Twenty years ago this month, on February 21, 1965, Malcolm X was assassinated. Like the re-election of Ronald Reagan, the remembrance of Malcolm X is sure to inspire drastically different responses among blacks and whites in the United States. White America's image of Malcolm X during his lifetime, and the one that lingers today, was of a fanatical Black Muslim preacher of anti-white hatred. But to most of black America Malcolm is remembered as a courageous and forceful leader who told the unvarnished truth about American racism with a skill and honesty rarely seen before or since.
As is so often the case, it is the predominant white perception of Malcolm X, formed by the establishment media, that is skewed and distorted. Fortunately the true legacy of Malcolm X has been preserved in his autobiography, which was published shortly after his death. In that book we find a man who struggled against the highest of odds to claim simple human dignity first for himself and later for his people. He was an angry man; perhaps, as Time magazine put it, “the angriest Negro in America.” But his anger was justified, and often righteous. And as all who read his book discover, he was also a person of profound insight, intelligence, wit, compassion, and faith.

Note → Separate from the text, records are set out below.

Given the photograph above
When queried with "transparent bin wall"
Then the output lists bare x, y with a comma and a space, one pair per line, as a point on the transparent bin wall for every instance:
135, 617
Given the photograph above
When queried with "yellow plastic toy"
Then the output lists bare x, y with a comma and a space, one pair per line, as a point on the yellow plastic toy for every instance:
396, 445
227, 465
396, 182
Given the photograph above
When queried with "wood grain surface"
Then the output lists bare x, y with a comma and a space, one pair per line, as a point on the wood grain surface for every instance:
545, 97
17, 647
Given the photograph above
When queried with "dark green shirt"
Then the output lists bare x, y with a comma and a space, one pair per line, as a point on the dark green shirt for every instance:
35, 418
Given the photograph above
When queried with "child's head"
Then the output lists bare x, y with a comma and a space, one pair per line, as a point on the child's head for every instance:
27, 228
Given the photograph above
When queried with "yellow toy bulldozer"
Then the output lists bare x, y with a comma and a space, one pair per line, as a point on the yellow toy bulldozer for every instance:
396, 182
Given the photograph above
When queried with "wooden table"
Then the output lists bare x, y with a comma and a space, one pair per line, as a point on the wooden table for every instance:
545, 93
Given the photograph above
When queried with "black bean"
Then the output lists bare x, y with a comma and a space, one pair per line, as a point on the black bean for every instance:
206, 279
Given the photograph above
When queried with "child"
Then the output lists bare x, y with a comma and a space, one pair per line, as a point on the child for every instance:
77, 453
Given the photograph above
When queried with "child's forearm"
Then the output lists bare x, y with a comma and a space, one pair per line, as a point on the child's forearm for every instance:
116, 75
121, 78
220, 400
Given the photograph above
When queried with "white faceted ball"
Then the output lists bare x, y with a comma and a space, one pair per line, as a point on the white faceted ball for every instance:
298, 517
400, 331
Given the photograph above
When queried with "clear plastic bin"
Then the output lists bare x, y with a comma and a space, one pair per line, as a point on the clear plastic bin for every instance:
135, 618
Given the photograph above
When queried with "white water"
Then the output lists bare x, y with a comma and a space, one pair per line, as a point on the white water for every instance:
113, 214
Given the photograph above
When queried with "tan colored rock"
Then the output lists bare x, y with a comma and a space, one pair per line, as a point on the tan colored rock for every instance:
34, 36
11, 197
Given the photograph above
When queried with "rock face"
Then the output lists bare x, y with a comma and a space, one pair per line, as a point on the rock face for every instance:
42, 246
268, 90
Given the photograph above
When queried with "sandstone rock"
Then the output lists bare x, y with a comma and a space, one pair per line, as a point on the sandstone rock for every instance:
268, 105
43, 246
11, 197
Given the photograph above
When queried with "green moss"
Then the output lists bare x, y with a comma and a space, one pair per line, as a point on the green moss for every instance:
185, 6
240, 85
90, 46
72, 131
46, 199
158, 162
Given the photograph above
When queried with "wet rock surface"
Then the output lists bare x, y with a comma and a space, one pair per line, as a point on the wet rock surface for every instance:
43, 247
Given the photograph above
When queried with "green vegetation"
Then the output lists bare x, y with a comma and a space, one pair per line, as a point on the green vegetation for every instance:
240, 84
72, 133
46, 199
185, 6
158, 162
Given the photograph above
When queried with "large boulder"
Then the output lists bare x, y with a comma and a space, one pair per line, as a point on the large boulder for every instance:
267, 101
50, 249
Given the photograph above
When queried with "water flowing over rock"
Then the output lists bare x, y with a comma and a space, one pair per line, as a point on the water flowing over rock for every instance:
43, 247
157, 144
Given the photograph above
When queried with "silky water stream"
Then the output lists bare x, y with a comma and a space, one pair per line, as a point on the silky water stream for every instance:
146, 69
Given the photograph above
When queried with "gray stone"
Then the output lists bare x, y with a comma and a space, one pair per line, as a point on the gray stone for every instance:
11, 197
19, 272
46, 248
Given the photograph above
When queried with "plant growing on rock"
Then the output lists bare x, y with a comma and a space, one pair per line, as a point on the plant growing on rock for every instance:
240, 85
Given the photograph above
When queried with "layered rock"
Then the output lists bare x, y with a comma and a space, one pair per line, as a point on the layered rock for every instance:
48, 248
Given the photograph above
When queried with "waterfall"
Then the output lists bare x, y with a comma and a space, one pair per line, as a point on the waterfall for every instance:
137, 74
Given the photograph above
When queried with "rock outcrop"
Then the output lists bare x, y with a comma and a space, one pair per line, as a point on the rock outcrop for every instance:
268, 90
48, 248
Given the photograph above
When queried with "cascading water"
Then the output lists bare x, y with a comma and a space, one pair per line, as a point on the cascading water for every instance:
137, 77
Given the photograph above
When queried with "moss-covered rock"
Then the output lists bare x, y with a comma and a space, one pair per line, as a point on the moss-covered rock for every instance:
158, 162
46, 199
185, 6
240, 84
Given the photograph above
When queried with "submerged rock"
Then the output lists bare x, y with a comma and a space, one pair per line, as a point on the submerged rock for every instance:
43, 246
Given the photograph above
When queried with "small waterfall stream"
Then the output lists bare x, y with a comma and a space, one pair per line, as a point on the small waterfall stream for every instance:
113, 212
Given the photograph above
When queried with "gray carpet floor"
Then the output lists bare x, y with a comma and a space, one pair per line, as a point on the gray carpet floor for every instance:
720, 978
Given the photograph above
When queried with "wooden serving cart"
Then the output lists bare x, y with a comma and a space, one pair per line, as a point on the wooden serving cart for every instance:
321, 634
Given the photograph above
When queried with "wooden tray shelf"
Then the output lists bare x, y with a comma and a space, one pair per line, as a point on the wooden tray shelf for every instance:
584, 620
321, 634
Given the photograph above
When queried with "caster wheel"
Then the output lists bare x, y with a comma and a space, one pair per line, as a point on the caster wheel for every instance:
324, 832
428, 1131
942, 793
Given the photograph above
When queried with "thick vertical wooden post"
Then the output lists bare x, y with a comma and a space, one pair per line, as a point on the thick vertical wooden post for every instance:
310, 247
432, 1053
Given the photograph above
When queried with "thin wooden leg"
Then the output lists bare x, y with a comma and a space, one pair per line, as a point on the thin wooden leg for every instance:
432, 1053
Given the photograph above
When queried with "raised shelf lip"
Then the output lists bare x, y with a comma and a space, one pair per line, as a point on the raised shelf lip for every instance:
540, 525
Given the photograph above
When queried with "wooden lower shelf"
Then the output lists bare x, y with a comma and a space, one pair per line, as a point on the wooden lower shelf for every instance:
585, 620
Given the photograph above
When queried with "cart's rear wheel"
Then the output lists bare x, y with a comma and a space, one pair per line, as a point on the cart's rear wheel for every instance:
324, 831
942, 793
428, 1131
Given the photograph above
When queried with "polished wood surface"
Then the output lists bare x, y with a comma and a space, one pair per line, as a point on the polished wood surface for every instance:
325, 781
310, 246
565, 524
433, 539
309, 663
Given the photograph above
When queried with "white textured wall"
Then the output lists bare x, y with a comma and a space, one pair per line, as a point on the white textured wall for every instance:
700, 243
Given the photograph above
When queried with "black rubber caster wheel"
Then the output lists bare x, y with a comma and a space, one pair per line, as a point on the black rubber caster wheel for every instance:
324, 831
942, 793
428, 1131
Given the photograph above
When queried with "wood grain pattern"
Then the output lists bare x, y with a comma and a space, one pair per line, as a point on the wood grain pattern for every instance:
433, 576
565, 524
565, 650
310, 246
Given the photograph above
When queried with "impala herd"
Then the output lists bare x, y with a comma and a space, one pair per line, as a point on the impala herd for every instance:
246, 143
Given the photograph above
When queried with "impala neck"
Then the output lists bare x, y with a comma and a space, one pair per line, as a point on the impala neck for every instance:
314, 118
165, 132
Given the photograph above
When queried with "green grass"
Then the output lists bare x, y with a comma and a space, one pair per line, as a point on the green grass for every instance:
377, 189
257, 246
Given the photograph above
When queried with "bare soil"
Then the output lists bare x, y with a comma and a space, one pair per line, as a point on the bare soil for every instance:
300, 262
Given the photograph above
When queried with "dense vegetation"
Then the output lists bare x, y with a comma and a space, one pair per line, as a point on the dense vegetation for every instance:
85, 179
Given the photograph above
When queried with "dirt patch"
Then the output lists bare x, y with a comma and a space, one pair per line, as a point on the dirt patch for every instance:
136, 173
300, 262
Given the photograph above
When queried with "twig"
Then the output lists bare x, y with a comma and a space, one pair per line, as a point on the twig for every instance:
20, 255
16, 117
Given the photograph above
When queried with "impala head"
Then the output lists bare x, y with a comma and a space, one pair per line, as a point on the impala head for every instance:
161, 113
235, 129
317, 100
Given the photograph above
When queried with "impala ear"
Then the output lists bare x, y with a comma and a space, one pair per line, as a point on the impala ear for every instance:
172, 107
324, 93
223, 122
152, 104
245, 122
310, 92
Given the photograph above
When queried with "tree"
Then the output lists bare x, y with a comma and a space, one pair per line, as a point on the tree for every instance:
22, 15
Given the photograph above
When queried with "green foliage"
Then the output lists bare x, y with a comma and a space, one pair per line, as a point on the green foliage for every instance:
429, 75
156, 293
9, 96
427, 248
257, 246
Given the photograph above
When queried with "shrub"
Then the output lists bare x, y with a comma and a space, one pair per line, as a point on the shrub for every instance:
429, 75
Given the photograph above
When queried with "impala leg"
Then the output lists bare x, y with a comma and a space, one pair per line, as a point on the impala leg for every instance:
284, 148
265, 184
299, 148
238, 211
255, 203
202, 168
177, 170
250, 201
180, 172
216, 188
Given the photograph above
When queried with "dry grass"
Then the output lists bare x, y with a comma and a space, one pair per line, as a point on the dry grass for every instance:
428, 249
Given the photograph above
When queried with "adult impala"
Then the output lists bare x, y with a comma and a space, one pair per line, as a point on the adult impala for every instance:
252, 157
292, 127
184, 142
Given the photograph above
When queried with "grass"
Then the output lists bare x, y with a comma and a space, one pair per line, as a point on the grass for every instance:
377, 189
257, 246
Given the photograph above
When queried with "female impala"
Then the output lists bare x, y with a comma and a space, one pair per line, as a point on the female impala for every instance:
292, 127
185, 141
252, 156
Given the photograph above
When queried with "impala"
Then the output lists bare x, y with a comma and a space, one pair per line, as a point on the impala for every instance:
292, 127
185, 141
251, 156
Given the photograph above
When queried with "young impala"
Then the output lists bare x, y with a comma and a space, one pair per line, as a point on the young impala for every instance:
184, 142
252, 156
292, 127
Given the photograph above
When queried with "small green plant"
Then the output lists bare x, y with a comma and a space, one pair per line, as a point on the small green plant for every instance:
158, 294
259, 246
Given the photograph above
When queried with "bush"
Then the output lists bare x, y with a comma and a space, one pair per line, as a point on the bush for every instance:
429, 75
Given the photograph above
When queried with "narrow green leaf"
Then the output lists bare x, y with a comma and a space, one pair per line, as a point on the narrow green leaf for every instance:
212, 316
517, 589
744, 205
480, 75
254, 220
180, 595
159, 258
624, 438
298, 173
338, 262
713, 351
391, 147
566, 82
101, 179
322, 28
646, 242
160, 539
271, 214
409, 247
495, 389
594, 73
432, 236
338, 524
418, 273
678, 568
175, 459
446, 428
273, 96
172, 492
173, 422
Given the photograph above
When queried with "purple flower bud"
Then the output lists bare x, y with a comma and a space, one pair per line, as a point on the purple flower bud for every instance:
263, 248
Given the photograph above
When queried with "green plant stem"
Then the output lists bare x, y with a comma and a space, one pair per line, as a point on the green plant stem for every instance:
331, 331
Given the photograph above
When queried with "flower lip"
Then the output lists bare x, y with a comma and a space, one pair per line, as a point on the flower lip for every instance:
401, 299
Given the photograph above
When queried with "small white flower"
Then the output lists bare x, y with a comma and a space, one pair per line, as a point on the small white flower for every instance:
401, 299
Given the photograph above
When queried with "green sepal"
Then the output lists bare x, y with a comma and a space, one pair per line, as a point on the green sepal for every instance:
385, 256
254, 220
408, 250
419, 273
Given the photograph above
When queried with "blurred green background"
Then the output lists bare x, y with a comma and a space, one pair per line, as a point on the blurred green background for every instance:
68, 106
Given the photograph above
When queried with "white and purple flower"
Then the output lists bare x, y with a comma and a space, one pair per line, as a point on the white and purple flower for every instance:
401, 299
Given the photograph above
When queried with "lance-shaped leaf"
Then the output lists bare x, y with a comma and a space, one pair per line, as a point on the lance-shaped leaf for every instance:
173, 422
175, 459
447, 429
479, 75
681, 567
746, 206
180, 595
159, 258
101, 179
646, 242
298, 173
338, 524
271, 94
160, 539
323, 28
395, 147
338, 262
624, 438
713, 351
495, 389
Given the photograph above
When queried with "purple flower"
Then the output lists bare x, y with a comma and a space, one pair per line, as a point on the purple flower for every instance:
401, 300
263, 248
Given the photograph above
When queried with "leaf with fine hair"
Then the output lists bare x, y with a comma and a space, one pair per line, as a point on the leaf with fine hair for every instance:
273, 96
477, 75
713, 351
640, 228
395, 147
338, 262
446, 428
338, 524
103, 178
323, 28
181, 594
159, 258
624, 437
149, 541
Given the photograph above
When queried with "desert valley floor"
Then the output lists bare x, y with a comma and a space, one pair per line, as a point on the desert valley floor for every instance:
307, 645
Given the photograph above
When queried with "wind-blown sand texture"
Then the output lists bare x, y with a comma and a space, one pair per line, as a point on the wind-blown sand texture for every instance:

It is true that Malcolm X first came to national prominence as a preacher in Elijah Muhammad's black separatist Nation of Islam, which at that time held bizarre quasi-religious doctrines about the superiority of the black race. But in the last two years of his life, Malcolm left the Nation of Islam and denounced its racial teachings. This change of heart was the result of Malcolm's religious experience during his Islamic pilgrimage to Mecca.